Closed arushk1 closed 9 years ago

arushk1 commented 9 years ago

$ python trainMLP.py loaded vgg features loaded word2vec features... Traceback (most recent call last): File "trainMLP.py", line 114, in main() File "trainMLP.py", line 62, in main model.add(Dense(args.num_hidden_units, input_dim=img_dim+word_vec_dim, init='uniform')) TypeError: init() got multiple values for keyword argument 'input_dim'

Not able to understand this. Seems fine to me. This is the way I'd do it. Insights?

avisingh599 commented 9 years ago

You got this error without making any changes to the script?

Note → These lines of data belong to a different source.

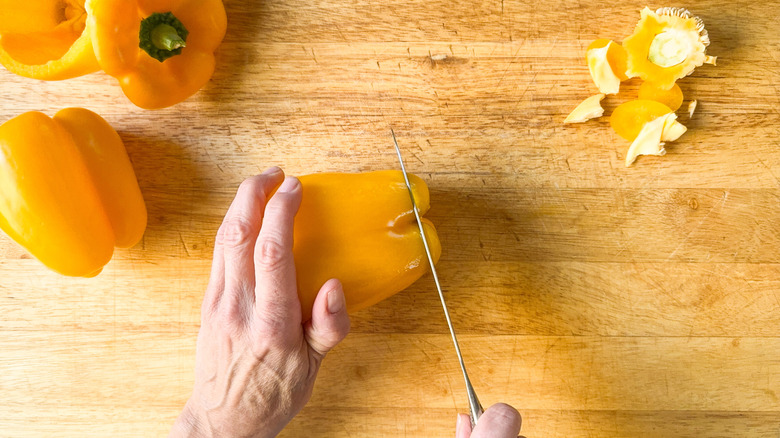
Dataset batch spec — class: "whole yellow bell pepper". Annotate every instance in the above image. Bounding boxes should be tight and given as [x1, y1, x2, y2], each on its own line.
[86, 0, 227, 109]
[0, 108, 146, 277]
[0, 0, 100, 80]
[293, 170, 441, 321]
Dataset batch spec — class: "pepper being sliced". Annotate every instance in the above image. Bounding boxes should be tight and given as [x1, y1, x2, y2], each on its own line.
[293, 170, 441, 321]
[0, 0, 100, 80]
[86, 0, 227, 109]
[0, 108, 146, 277]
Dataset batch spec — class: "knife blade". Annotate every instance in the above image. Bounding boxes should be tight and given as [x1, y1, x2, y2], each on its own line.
[390, 128, 483, 427]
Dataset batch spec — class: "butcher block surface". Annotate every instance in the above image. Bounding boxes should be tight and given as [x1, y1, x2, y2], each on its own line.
[0, 0, 780, 438]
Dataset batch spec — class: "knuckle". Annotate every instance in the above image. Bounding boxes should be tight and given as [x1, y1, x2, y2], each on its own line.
[217, 217, 254, 247]
[257, 237, 289, 271]
[238, 175, 263, 195]
[489, 403, 520, 428]
[216, 302, 246, 329]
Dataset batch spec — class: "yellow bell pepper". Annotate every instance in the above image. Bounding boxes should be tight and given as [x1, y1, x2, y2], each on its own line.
[0, 108, 146, 277]
[293, 170, 441, 321]
[86, 0, 227, 109]
[0, 0, 100, 80]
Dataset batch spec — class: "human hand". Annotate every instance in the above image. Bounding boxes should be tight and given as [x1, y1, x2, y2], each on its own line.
[170, 168, 350, 438]
[455, 403, 522, 438]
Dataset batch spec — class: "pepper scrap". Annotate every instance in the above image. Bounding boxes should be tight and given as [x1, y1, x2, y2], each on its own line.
[293, 170, 441, 321]
[0, 108, 146, 277]
[0, 0, 100, 81]
[86, 0, 227, 109]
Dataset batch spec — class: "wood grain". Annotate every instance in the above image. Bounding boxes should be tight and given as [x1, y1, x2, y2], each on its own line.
[0, 0, 780, 438]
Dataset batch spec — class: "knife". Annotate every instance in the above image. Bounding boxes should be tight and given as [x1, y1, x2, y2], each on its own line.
[390, 128, 484, 427]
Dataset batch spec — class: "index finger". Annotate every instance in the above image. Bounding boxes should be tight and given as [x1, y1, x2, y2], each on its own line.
[255, 177, 302, 333]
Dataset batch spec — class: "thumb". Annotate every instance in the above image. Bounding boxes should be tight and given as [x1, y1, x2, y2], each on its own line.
[471, 403, 522, 438]
[304, 279, 350, 359]
[455, 414, 471, 438]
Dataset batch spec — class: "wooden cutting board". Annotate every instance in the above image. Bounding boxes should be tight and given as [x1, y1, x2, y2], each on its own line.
[0, 0, 780, 438]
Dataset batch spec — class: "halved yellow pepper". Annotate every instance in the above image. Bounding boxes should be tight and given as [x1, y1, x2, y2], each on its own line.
[293, 170, 441, 321]
[0, 0, 100, 80]
[0, 108, 146, 277]
[86, 0, 227, 109]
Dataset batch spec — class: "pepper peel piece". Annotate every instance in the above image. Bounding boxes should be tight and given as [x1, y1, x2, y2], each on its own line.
[585, 39, 628, 94]
[563, 94, 606, 123]
[609, 99, 672, 141]
[86, 0, 227, 109]
[293, 170, 441, 321]
[0, 0, 100, 81]
[0, 108, 146, 277]
[639, 82, 683, 111]
[626, 112, 687, 167]
[623, 7, 717, 90]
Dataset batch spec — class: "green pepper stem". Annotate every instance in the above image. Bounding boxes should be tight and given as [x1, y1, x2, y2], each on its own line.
[139, 11, 189, 62]
[151, 23, 187, 50]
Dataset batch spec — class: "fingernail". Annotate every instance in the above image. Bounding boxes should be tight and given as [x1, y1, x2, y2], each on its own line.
[328, 287, 345, 315]
[279, 176, 298, 193]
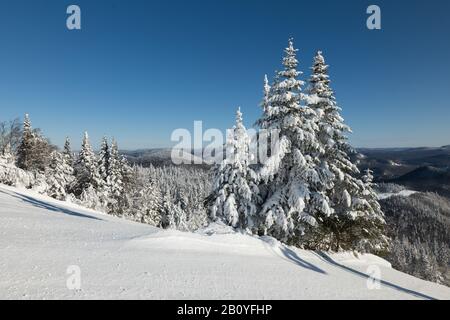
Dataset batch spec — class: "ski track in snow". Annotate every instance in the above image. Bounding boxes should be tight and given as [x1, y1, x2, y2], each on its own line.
[0, 186, 450, 299]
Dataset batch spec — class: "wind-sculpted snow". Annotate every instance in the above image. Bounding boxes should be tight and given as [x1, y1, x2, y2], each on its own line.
[0, 186, 450, 299]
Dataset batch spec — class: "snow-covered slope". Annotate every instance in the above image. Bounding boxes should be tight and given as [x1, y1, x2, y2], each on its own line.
[0, 186, 450, 299]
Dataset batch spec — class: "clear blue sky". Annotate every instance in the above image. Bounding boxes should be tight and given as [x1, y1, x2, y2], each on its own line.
[0, 0, 450, 149]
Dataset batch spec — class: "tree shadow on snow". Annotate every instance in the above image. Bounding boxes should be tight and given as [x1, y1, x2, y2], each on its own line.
[280, 247, 327, 274]
[0, 190, 102, 221]
[315, 252, 437, 300]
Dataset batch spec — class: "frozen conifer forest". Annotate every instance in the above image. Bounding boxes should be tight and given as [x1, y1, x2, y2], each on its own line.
[0, 39, 450, 299]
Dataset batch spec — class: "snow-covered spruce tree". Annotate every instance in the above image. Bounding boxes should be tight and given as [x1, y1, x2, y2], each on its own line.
[98, 137, 111, 184]
[209, 109, 260, 230]
[349, 169, 389, 253]
[129, 176, 163, 227]
[46, 151, 75, 200]
[0, 143, 14, 164]
[160, 193, 188, 231]
[106, 140, 125, 216]
[17, 114, 54, 172]
[63, 137, 75, 167]
[257, 40, 333, 243]
[71, 132, 106, 210]
[308, 51, 383, 250]
[17, 114, 35, 170]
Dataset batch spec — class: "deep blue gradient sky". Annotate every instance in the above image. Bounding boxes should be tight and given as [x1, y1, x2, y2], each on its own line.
[0, 0, 450, 149]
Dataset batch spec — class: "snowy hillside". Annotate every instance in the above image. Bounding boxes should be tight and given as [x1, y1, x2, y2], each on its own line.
[0, 186, 450, 299]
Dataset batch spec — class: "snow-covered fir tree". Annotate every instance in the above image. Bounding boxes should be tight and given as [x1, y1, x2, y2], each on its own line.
[130, 176, 163, 227]
[106, 140, 124, 215]
[351, 169, 389, 253]
[63, 137, 74, 167]
[308, 51, 382, 250]
[73, 132, 102, 202]
[258, 40, 333, 241]
[0, 143, 15, 164]
[210, 109, 260, 229]
[46, 151, 75, 200]
[17, 114, 34, 170]
[17, 114, 54, 172]
[98, 137, 111, 184]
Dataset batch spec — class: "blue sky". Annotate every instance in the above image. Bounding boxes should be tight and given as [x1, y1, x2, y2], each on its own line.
[0, 0, 450, 149]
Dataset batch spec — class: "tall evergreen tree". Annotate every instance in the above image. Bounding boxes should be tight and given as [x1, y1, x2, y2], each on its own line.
[63, 137, 74, 167]
[210, 109, 260, 229]
[308, 51, 388, 250]
[98, 137, 111, 183]
[107, 140, 125, 215]
[258, 40, 333, 241]
[46, 151, 74, 200]
[74, 132, 102, 196]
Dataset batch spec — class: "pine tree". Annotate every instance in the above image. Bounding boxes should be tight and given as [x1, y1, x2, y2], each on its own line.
[46, 151, 74, 200]
[98, 137, 111, 184]
[308, 51, 388, 250]
[106, 140, 124, 215]
[0, 142, 14, 164]
[258, 40, 333, 241]
[131, 182, 163, 226]
[73, 132, 102, 198]
[350, 169, 389, 253]
[17, 114, 35, 170]
[210, 109, 260, 229]
[63, 137, 74, 167]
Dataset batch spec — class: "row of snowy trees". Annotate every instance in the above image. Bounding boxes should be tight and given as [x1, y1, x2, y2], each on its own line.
[0, 115, 210, 231]
[208, 40, 388, 251]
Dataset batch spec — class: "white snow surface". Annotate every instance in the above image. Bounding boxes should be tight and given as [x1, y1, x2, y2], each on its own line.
[0, 186, 450, 299]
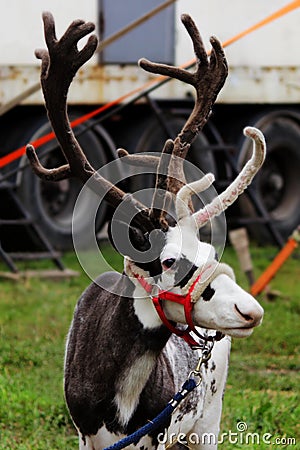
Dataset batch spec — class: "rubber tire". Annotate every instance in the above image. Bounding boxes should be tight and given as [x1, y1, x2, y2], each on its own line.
[18, 116, 109, 251]
[239, 113, 300, 243]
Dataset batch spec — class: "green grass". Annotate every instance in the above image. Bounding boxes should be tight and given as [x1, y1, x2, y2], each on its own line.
[0, 247, 300, 450]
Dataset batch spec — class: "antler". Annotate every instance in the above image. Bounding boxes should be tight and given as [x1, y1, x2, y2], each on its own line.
[176, 127, 266, 228]
[119, 14, 228, 225]
[139, 14, 228, 148]
[27, 12, 154, 231]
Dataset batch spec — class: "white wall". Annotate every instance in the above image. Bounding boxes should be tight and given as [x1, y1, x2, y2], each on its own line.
[0, 0, 97, 65]
[176, 0, 300, 67]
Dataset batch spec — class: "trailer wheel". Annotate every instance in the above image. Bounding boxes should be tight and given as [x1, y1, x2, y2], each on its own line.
[239, 112, 300, 242]
[18, 117, 113, 251]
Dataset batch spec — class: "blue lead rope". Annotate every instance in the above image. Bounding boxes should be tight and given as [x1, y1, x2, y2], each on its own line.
[104, 378, 197, 450]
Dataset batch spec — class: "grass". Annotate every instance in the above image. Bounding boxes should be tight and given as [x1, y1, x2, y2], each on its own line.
[0, 247, 300, 450]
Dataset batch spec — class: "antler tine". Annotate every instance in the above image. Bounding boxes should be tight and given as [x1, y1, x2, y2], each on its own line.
[139, 14, 228, 148]
[193, 127, 266, 228]
[139, 14, 228, 225]
[27, 12, 154, 231]
[150, 139, 174, 229]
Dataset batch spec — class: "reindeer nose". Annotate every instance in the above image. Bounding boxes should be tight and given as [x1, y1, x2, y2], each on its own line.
[234, 305, 264, 327]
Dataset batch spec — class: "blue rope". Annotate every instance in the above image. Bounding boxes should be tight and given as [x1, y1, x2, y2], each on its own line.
[104, 378, 197, 450]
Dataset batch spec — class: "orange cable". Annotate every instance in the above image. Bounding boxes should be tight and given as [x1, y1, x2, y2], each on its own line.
[250, 237, 298, 296]
[0, 0, 300, 168]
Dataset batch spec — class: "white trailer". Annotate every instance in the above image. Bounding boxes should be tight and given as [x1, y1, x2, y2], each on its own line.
[0, 0, 300, 249]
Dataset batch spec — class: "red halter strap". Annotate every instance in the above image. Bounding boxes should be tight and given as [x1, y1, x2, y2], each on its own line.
[134, 274, 223, 348]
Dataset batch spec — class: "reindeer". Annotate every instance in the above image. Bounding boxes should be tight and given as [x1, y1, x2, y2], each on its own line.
[27, 13, 265, 450]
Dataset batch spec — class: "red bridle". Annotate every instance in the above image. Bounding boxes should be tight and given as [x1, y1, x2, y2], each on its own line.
[133, 273, 223, 348]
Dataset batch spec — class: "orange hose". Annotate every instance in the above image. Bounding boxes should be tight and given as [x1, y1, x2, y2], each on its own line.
[0, 0, 300, 168]
[250, 237, 298, 296]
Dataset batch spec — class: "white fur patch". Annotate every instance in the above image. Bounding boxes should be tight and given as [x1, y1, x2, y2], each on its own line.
[115, 353, 156, 426]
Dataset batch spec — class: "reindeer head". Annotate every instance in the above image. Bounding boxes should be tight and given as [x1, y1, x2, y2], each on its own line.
[27, 13, 265, 337]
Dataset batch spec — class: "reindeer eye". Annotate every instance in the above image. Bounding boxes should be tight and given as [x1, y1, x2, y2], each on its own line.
[163, 258, 176, 269]
[201, 284, 215, 302]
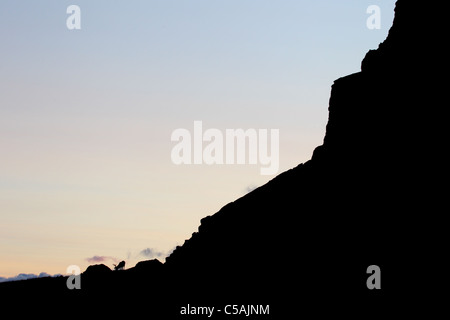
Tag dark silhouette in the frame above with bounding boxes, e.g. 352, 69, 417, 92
0, 0, 448, 319
113, 261, 125, 271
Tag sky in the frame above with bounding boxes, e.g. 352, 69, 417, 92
0, 0, 395, 280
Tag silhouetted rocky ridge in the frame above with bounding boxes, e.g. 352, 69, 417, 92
0, 0, 448, 319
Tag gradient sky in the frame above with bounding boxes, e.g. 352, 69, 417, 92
0, 0, 395, 277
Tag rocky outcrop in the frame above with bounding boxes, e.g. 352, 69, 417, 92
0, 0, 448, 319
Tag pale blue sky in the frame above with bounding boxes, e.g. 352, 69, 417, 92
0, 0, 395, 276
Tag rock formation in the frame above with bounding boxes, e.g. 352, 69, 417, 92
0, 0, 447, 319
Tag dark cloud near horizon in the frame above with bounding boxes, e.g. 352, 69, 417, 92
85, 256, 118, 263
0, 272, 61, 282
139, 248, 167, 259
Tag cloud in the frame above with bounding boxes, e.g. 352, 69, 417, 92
85, 256, 117, 263
139, 248, 166, 258
0, 272, 60, 282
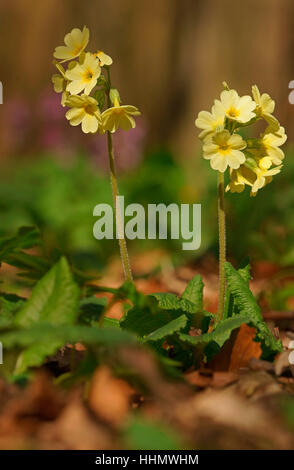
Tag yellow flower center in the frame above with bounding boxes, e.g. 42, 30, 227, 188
219, 144, 231, 155
227, 106, 240, 118
84, 104, 95, 115
72, 46, 83, 55
83, 70, 93, 83
113, 107, 124, 114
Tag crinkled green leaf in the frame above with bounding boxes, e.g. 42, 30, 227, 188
179, 315, 250, 348
182, 274, 204, 310
16, 258, 79, 327
120, 296, 181, 338
124, 416, 181, 450
0, 293, 26, 329
144, 315, 188, 341
78, 296, 107, 325
150, 292, 197, 313
225, 263, 282, 358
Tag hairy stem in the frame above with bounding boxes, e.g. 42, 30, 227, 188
217, 171, 226, 322
107, 131, 133, 281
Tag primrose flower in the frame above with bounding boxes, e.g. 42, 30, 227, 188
102, 103, 141, 133
94, 51, 113, 67
250, 165, 282, 196
260, 127, 287, 165
215, 90, 256, 124
65, 52, 101, 95
65, 94, 102, 134
252, 85, 280, 132
226, 165, 256, 193
203, 130, 246, 173
53, 26, 90, 62
195, 102, 225, 139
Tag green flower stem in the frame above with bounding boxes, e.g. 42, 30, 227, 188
107, 131, 133, 281
217, 171, 226, 322
105, 67, 133, 282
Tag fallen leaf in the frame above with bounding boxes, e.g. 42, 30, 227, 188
88, 366, 135, 425
229, 325, 262, 371
186, 370, 238, 388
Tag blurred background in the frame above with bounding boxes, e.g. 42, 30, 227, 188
0, 0, 294, 304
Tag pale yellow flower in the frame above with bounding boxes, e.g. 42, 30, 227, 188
260, 127, 287, 165
53, 26, 90, 62
250, 165, 282, 196
94, 51, 113, 67
65, 52, 101, 95
203, 130, 246, 173
215, 90, 256, 124
252, 85, 280, 132
226, 157, 282, 196
102, 104, 141, 132
66, 94, 102, 134
195, 102, 225, 139
226, 165, 256, 193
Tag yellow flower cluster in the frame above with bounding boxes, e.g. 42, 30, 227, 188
195, 84, 287, 196
52, 26, 140, 134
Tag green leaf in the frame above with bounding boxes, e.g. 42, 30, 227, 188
78, 296, 107, 325
0, 323, 136, 374
223, 259, 251, 320
179, 315, 250, 348
16, 258, 79, 327
0, 293, 26, 329
150, 292, 197, 313
125, 416, 182, 450
182, 274, 204, 310
120, 296, 181, 338
225, 263, 282, 358
144, 315, 188, 341
93, 88, 105, 111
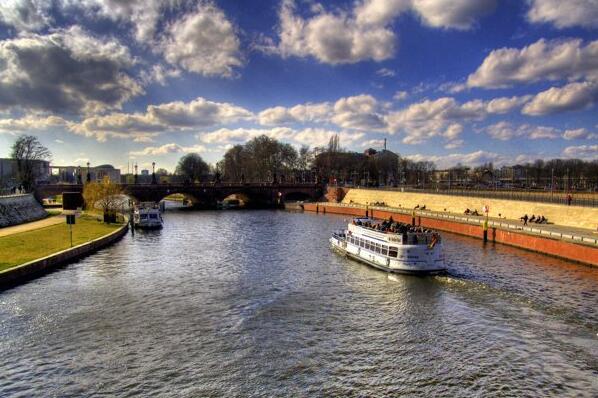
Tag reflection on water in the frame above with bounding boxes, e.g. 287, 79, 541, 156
0, 211, 598, 397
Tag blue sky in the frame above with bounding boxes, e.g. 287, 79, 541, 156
0, 0, 598, 171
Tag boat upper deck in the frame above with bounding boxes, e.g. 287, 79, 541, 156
349, 218, 440, 245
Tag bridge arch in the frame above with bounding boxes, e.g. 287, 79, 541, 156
282, 191, 312, 202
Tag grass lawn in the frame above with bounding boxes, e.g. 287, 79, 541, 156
0, 215, 121, 271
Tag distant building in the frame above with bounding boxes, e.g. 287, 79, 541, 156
50, 164, 121, 184
0, 158, 50, 188
89, 164, 120, 183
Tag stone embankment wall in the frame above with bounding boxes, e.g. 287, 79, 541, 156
304, 203, 598, 267
0, 195, 47, 228
0, 223, 129, 290
342, 189, 598, 231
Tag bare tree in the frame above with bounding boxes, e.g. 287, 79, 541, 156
10, 135, 52, 190
83, 177, 123, 222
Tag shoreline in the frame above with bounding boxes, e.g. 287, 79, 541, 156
0, 223, 129, 291
303, 202, 598, 267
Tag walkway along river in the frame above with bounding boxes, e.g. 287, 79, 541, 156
0, 211, 598, 397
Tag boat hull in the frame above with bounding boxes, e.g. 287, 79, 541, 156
330, 237, 446, 275
135, 224, 162, 230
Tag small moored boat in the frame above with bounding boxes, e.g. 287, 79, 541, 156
330, 218, 446, 274
133, 202, 163, 229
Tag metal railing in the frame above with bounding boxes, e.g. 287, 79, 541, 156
350, 187, 598, 207
317, 202, 598, 247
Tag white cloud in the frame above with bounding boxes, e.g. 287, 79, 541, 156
0, 0, 52, 31
412, 0, 496, 30
0, 27, 143, 113
376, 68, 396, 77
140, 64, 181, 86
485, 121, 560, 141
522, 82, 598, 116
258, 94, 386, 130
563, 128, 598, 140
331, 94, 386, 130
527, 0, 598, 29
261, 0, 496, 65
563, 145, 598, 160
467, 39, 598, 88
392, 91, 409, 101
161, 1, 243, 77
292, 128, 365, 147
258, 102, 333, 126
197, 127, 294, 145
129, 143, 206, 156
66, 0, 186, 43
0, 115, 71, 132
386, 97, 527, 145
71, 97, 254, 140
487, 95, 532, 114
197, 127, 365, 146
444, 140, 464, 149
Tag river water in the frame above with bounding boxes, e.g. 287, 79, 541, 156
0, 211, 598, 397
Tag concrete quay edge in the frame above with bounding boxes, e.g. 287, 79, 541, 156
303, 202, 598, 267
0, 223, 129, 290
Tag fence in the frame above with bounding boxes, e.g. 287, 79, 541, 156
352, 187, 598, 207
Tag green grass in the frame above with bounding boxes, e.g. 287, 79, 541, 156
0, 215, 121, 271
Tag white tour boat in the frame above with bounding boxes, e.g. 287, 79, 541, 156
133, 202, 163, 229
330, 218, 446, 274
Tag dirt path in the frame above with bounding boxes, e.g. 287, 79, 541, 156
0, 215, 66, 237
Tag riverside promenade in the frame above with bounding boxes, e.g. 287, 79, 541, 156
303, 197, 598, 267
0, 215, 128, 290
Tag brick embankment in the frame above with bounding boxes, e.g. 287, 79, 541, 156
0, 223, 129, 289
303, 202, 598, 267
0, 194, 48, 228
342, 189, 598, 231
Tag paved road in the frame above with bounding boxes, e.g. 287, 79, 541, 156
0, 215, 65, 237
336, 202, 598, 246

arushk1 commented 9 years ago

Yes. No changes at all

avisingh599 commented 9 years ago

I'm unable to reproduce this error on my side. Are you using the same versions of Keras/Theano as I have highlighted in my README? Try this simple Keras example:

from keras.models import Sequential
from keras.layers.core import Dense, Dropout, Activation
from keras.optimizers import SGD

model = Sequential()
# Dense(64) is a fully-connected layer with 64 hidden units.
# in the first layer, you must specify the expected input data shape:
# here, 20-dimensional vectors.
model.add(Dense(64, input_dim=20, init='uniform'))
model.add(Activation('tanh'))
model.add(Dropout(0.5))
model.add(Dense(64, init='uniform'))
model.add(Activation('tanh'))
model.add(Dropout(0.5))
model.add(Dense(2, init='uniform'))
model.add(Activation('softmax'))

sgd = SGD(lr=0.1, decay=1e-6, momentum=0.9, nesterov=True)
model.compile(loss='mean_squared_error', optimizer=sgd)

This is straight from the Keras README.

arushk1 commented 9 years ago

Yeah. This does not run. That's odd. I have used keras before... Let me check

arushk1 commented 9 years ago

Yeah. It was a Keras problem. Someone had opened the same issue on Keras repo. Fixed now.